Saturday, May 21, 2011

"The Question"

"Do you still feel like you don't want to teach?"  "Are you going to teach?"...etc.

I think I'm going to stop answering, "the question."  In all its forms.  Not because I don't think the answer will never change.  But because I want it to be able to.  To be clear, that is not saying, "Yes, I actually, really do."  What I mean is that it's an option that I want to keep open, to keep available.  Natasha (the main person leading my training) loves to repeat a quotation from the Upanishads:

    Watch your thoughts, they become your words,
    Watch your words, they become your actions,
    Watch your actions, they become your habits,
    Watch your habits, they become your destiny.

 I've been asked "the question" so many times, and I've felt so resistant simply to the idea of teaching for so long, that it feels like it is starting to become habit for me to respond, "no" whenever I'm asked; even though I'm not feeling quite as resistant to it as I have been.  But I keep saying it.  Partly because the idea does still scare me, and I'm not sure if it is something I definitely want to do.  And because part of me is still just fighting the idea of teaching.  Probably because I was asked "the question" so many times before the thought of me teaching even entered my mind; like I was being pushed towards doing something "I didn't want to do."  So, because I've been resisting that perceived "push" for so long, it's kind of like it's just my automatic response, in the hopes that people will leave me alone and just drop the subject so that I can have my own experience, without anyone dictating what it "means."  Even though a different part of me is starting to feel more comfortable with the idea.  It's as though, now I can start to imagine myself in some kind of that form.  Whereas, before, I couldn't even visualize it.

And I feel like every time I respond in the "no" form--out of fear or just adamant resistance/rebellion--I close that door.  And I've finally realized that it's not a door that I want "closed" forever, as my "destiny."  Because, even if "I never teach yoga," there's a whole set of skills that come with learning how to teach something--whatever that may be.  To be able to translate what you know--inherently--in your own body and mind into information that other people can understand and use is a skill that can carry over into MANY other parts of your life.  Not to mention give you a deeper level of your own understanding.  For example, today, we had to practice teach again.  Just in pairs, one pose, on the spot--no preparation.  And every time, in that scenario, part of my brain locks down and I can't describe what I'm doing and what I know how to do.  Even as I'm doing it!  My words just won't come out, even though I know, somewhere inside my brain, exactly what to say.  I just can't seem to access it, it's blocked.  Again, even if "I never teach yoga," having the skill to move past blocks like that is HUGE.

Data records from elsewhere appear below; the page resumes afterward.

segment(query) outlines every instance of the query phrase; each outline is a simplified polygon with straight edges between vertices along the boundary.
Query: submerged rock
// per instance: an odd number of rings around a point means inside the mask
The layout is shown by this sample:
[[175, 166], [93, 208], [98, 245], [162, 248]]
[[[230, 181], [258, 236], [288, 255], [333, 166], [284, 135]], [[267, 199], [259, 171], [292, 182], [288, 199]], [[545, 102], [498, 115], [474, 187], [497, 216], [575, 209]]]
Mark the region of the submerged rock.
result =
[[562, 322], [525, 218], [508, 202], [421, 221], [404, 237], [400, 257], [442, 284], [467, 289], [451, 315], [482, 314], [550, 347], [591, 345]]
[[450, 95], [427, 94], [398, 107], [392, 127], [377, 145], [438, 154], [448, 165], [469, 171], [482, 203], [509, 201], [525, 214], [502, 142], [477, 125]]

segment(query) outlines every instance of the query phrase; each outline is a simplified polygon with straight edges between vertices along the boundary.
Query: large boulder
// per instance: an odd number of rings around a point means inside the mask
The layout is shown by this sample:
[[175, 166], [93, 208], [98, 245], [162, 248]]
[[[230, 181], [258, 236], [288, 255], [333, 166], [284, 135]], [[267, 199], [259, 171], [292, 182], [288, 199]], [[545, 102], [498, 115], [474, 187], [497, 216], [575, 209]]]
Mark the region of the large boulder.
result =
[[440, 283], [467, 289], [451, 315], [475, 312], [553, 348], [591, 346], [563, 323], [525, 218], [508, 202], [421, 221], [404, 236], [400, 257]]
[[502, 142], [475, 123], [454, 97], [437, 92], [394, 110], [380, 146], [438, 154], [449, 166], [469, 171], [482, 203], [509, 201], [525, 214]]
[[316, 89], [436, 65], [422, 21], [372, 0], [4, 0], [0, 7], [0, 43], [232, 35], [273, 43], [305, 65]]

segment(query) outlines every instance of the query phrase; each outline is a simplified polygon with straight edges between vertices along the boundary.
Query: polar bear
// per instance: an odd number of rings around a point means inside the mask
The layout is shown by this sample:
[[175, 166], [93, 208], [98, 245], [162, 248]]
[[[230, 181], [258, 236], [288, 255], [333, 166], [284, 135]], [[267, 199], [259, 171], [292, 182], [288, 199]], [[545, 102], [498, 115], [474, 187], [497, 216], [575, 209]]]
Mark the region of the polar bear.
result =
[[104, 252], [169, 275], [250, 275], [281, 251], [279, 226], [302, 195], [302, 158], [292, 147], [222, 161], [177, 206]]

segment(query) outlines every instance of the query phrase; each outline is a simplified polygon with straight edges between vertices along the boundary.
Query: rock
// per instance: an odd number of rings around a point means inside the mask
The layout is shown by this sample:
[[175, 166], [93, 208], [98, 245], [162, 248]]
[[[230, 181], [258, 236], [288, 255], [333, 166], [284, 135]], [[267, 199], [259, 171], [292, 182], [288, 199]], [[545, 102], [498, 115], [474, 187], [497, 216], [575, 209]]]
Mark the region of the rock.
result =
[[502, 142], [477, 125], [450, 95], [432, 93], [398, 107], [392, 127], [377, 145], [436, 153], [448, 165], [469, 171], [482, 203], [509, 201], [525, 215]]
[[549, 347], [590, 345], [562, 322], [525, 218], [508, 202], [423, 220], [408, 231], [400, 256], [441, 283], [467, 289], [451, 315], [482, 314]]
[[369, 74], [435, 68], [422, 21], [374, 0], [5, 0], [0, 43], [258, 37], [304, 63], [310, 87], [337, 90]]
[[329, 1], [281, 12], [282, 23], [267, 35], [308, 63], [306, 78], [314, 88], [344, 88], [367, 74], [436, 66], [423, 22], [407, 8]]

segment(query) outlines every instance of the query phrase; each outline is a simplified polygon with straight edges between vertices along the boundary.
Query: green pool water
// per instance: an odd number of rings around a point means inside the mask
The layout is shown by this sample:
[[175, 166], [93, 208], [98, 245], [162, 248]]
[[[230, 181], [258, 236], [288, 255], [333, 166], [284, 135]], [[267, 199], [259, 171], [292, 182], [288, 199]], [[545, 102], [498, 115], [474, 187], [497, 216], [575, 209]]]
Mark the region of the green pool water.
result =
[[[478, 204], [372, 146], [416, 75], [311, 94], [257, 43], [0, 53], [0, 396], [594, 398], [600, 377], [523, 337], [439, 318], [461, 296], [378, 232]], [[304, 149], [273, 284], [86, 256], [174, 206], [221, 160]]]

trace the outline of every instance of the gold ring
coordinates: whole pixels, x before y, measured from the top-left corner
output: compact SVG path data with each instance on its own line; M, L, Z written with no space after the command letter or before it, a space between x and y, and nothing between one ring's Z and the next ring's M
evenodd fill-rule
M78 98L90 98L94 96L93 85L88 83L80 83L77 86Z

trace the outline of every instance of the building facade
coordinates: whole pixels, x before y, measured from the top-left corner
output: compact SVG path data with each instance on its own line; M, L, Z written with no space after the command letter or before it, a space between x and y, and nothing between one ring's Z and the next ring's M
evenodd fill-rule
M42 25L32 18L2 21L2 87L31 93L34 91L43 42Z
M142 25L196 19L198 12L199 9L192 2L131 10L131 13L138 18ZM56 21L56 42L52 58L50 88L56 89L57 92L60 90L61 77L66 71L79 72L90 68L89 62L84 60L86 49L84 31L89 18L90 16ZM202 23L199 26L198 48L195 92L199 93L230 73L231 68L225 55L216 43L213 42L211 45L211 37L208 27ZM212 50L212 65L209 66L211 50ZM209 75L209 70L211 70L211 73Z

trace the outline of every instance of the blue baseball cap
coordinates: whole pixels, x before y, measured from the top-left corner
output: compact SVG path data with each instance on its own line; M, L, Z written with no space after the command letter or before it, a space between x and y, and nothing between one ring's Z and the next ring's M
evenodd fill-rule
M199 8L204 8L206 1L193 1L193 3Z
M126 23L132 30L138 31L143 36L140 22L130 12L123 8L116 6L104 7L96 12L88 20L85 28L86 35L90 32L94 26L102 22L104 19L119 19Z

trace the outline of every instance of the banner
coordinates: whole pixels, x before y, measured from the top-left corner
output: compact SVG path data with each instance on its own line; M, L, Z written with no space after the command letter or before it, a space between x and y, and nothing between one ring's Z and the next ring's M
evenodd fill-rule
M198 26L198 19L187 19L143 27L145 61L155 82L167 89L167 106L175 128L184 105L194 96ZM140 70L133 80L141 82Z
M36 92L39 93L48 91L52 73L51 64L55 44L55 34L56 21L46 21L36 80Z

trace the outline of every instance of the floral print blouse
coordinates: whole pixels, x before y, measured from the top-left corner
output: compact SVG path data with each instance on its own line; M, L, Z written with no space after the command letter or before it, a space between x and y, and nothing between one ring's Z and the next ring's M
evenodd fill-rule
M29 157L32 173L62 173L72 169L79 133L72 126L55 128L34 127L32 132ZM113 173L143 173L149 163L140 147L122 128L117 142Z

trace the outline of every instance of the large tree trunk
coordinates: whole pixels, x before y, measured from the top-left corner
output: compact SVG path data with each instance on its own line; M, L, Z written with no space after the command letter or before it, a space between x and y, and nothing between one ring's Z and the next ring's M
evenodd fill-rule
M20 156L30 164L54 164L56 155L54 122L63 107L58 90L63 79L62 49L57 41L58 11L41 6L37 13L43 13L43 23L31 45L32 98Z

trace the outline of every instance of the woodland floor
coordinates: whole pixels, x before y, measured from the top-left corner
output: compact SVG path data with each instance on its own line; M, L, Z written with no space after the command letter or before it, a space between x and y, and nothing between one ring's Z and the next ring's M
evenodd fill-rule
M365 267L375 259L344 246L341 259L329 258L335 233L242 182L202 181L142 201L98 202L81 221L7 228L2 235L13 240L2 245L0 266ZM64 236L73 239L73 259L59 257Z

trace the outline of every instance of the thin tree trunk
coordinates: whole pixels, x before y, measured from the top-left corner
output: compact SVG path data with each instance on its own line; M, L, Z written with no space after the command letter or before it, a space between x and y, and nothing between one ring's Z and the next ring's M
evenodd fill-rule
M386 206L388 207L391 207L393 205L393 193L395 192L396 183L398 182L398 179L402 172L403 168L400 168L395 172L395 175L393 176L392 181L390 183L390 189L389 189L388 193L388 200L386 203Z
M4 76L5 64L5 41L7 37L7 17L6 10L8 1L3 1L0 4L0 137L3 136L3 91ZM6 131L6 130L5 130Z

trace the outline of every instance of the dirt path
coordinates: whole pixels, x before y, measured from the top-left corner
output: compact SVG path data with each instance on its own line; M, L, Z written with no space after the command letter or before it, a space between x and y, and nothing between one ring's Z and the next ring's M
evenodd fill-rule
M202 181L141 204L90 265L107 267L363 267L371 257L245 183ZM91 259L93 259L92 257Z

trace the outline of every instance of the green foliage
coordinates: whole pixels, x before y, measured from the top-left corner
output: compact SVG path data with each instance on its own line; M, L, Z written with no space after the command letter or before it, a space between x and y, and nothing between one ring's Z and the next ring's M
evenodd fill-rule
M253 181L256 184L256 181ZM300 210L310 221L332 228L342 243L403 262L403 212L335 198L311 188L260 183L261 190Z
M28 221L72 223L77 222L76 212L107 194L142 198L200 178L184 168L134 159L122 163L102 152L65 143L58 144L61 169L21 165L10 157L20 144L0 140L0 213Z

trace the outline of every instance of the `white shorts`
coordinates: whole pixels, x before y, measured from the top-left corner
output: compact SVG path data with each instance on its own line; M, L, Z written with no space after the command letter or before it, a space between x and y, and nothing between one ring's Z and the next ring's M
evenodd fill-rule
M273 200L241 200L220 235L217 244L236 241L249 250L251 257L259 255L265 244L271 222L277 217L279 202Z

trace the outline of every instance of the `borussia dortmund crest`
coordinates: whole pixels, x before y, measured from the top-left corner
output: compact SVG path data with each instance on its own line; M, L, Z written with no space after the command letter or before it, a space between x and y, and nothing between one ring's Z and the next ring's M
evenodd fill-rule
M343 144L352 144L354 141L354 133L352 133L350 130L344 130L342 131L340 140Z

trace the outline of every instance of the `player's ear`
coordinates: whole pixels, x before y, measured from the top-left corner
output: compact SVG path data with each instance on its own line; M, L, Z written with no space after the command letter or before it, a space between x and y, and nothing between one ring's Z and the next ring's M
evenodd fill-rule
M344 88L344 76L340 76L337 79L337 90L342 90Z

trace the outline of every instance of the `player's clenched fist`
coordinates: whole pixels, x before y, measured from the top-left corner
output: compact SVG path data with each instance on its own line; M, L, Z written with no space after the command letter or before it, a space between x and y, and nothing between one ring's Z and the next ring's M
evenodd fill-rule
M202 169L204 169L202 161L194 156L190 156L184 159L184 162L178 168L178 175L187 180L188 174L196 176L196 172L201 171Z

I just feel like every time I say, "no, I'm not going to, I don't want to teach"--or even every time I think it--I keep closing that door to the experiences and skills that I could gain from even just learning how to teach.  As though just thinking, "oh, I'm never going to teach/I don't want to teach, so I'm just not going to worry about not understanding ________," rather than exploring it further.  It's like what Natasha said this evening before we left about the quiz that we are going to have tomorrow which she is never going to see (collect or grade), "study for the quiz like it matters."

So, I'm not going to answer "the question" with any sort of definite answer anymore.  I don't know how things are going to turn out or how I'm going to feel in 3 months when this training is over.  Or in the months following it.  This is something that has captured my complete attention for almost 2 years and is something that I love, so I am going to explore it to the fullest extent that I can.  That's my answer--that's my "intention."  A sort of guide that will hopefully lead to great experiences, deep learning and, maybe, even to some "real answers."